La transmission de l'ORE par le propriétaire débiteur

La transmission de l'ORE par le propriétaire débiteur

Rapport du 120e Congrès des notaires 2024 - Dernière date de mise à jour le 31 janvier 2024
– Transmission du bien. – Bien que l'ORE ne soit pas attachée au bien sur lequel elle porte, l'article L. 132-3 du Code de l'environnement prévoit qu'elle s'impose aux propriétaires successifs de celui-ci.
Cette obligation s'impose tant au propriétaire initial qu'à tous les propriétaires ultérieurs, pendant toute la durée du contrat.
Elle concerne donc la transmission du bien de façon volontaire (vente de gré à gré, donation) ou « forcée » (succession, saisie).
L'exposé des motifs de la loi du 8 août 2016 explique les raisons de cette transmission automatique :
« Le fait que les obligations affectent la propriété elle-même évite les contingences liées au devenir des personnes parties prenantes, et permet d'assurer une réelle pérennité des mesures mises en œuvre qui, sans cela, perdraient une bonne partie de leur pertinence (prévention de l'artificialisation, mise en place de pratiques durables restaurant la qualité des sols, aménagements arborés nécessitant une durée de mise en œuvre…) ».
En revanche, il est un cas en l'état actuel du droit positif qui selon nous éteint l'ORE : la procédure d'expropriation pour cause d'utilité publique.
Rappelons en effet que selon l'article L. 222-2 du Code de l'expropriation pour cause d'utilité publique : « L'ordonnance d'expropriation éteint, par elle-même et à sa date, tous droits réels ou personnels existant sur les immeubles expropriés ».

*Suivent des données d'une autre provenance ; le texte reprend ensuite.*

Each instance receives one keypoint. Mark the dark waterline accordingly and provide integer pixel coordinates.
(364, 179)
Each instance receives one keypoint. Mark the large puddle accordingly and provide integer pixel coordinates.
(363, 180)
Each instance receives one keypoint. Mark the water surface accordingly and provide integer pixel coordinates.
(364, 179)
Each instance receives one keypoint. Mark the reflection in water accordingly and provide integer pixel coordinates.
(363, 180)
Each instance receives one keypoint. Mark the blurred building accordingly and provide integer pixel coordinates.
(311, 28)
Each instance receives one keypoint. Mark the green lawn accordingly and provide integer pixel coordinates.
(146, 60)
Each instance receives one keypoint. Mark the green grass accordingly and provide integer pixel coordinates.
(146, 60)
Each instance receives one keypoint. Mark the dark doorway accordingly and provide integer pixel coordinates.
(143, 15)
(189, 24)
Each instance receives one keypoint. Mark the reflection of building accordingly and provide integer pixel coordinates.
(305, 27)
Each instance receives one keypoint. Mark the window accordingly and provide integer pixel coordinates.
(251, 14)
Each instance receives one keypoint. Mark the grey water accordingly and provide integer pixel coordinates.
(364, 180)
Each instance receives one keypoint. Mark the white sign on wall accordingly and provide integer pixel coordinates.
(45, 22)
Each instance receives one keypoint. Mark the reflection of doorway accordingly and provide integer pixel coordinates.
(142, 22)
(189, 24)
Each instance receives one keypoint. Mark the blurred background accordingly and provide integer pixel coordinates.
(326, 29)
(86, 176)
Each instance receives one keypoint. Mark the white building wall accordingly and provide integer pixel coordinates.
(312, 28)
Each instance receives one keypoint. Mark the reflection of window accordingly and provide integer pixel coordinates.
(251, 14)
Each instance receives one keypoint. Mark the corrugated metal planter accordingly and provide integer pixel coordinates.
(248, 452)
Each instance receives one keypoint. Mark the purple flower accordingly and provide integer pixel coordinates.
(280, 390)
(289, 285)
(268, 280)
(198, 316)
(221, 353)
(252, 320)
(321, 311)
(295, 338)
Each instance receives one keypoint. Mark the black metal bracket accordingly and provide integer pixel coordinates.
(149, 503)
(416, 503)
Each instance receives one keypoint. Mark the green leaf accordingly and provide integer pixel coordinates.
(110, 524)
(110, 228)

Si l'ORE n'est ni un droit réel ni un droit personnel, il fait peu de doute selon nous qu'elle en subira le même sort.
Or, compte tenu de l'importance des enjeux de protection de la biodiversité et des fonctions écologiques, il eût été souhaitable qu'une exception soit prévue, ou à tout le moins que cela ne soit pas automatique.
– Transmission de la charge. – La question pourrait se poser en pratique de savoir si le propriétaire débiteur d'une obligation a la faculté de transférer la charge de l'ORE sur un autre bien qu'il détient. Elle pourrait se comprendre par exemple si le propriétaire souhaite vendre son bien mais que la présence de l'ORE rebute les acquéreurs potentiels.
Cela ne nous semble pas interdit, pour autant que le cocontractant donne son accord. Celui-ci sera d'autant plus enclin à l'accepter si le terrain proposé en substitution comporte des caractéristiques équivalentes au terrain d'origine ou des « potentialités » similaires pour assurer le maintien, la conservation, la gestion ou encore la restauration d'éléments de la biodiversité ou de fonctions écologiques.
Cela nous semble cependant plus complexe à concevoir dans le cadre d'une ORE de compensation. L'accord de l'autorité administrative ayant validé les mesures de compensation ne devrait-il pas être requis ? On peut légitimement le penser. Cela serait d'autant plus difficile à obtenir si la demande intervient de nombreuses années plus tard, compte tenu des impacts négatifs potentiels que cela pourrait causer sur le terrain d'origine.
Si elle est admise, une fois la cession opérée, elle devra selon nous faire l'objet d'une publication auprès du service de la publicité foncière.